704-1-new-momCan you blame women with diabetes, who just had a baby, for having worse “control” after delivery?? Notice I put “control” in quotes. I’ve written previously about why I don’t like to use that word, but I’m using it today for emphasis (and because I’m quoting a study).

There are many reasons why it makes sense to me that women with diabetes would have less than ideal blood glucose levels after giving birth. Pregnancy with diabetes on board is a lot of work. It’s exhausting to be pregnant baseline, and then add all the finger sticking, medication dosing, health care provider visits, food choices, constant worry (and quite a bit of guilt), low blood glucose treating and more. And of course, it’s all for a good (amazing) cause!

Self-care goes out the window for most new moms (with or without diabetes). The last thing a new mom is thinking about is her blood glucose or remembering to take medications or exercise. She has only one thing on her mind: BABY.

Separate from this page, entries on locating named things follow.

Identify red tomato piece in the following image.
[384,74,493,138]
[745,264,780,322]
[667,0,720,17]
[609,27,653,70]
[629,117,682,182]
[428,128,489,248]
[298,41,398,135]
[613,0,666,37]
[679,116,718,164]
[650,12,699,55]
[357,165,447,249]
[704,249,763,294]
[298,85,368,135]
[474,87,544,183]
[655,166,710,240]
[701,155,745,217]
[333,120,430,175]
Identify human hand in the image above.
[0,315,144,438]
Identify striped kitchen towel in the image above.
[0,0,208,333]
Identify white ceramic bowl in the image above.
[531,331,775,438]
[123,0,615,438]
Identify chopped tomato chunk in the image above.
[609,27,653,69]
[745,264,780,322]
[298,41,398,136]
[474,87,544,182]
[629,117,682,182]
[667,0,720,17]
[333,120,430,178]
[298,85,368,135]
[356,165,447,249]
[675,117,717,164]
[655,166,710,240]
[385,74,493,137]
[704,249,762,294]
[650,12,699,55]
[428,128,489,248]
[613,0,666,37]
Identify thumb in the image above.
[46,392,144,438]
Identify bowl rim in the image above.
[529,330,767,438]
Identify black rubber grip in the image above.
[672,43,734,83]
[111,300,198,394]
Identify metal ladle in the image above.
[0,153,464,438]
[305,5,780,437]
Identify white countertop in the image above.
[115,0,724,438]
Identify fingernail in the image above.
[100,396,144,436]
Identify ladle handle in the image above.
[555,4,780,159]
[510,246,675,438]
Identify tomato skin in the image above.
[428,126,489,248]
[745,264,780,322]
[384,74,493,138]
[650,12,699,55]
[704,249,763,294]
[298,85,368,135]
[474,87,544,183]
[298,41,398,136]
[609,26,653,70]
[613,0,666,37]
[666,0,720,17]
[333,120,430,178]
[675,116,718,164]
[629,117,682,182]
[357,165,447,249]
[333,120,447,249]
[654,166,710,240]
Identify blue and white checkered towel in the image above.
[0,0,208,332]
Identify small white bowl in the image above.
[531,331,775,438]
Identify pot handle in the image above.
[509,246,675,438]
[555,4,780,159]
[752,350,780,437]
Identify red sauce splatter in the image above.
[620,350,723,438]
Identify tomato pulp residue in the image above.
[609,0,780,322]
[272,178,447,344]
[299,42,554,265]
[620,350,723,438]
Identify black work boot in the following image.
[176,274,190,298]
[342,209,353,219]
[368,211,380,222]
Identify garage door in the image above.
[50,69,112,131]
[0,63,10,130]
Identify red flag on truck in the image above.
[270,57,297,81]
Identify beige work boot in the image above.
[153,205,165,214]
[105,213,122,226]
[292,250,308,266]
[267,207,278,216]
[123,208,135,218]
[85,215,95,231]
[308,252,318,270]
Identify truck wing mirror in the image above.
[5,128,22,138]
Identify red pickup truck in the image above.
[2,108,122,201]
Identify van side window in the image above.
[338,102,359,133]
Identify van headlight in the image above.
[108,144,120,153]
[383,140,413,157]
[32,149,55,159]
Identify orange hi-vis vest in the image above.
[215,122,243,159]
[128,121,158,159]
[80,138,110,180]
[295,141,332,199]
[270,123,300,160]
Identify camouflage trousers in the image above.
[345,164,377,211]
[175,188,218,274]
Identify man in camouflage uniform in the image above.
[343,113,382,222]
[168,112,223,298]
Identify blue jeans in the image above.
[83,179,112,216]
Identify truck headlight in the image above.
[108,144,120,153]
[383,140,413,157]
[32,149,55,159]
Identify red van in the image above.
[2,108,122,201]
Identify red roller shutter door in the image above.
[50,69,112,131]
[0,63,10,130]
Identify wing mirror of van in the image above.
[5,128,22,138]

Once a woman delivers that beautiful baby, low blood glucose kicks in because there are no more pregnancy hormones, and if she’s breast-feeding that can cause lows as well. And can you just imagine how badly she wants a hot dog or a Margarita or whatever else she didn’t eat/drink for up to 40 weeks?

So I propose a new approach for post-partum women with diabetes. I think there should be a “relaxation window,” where women have a slightly higher A1C target, and while being encouraged to take care of themselves, they are not harrassed or made to feel guilty.

This goes for moms with diabetes who have just adopted a baby and new dads with diabetes as well, by the way!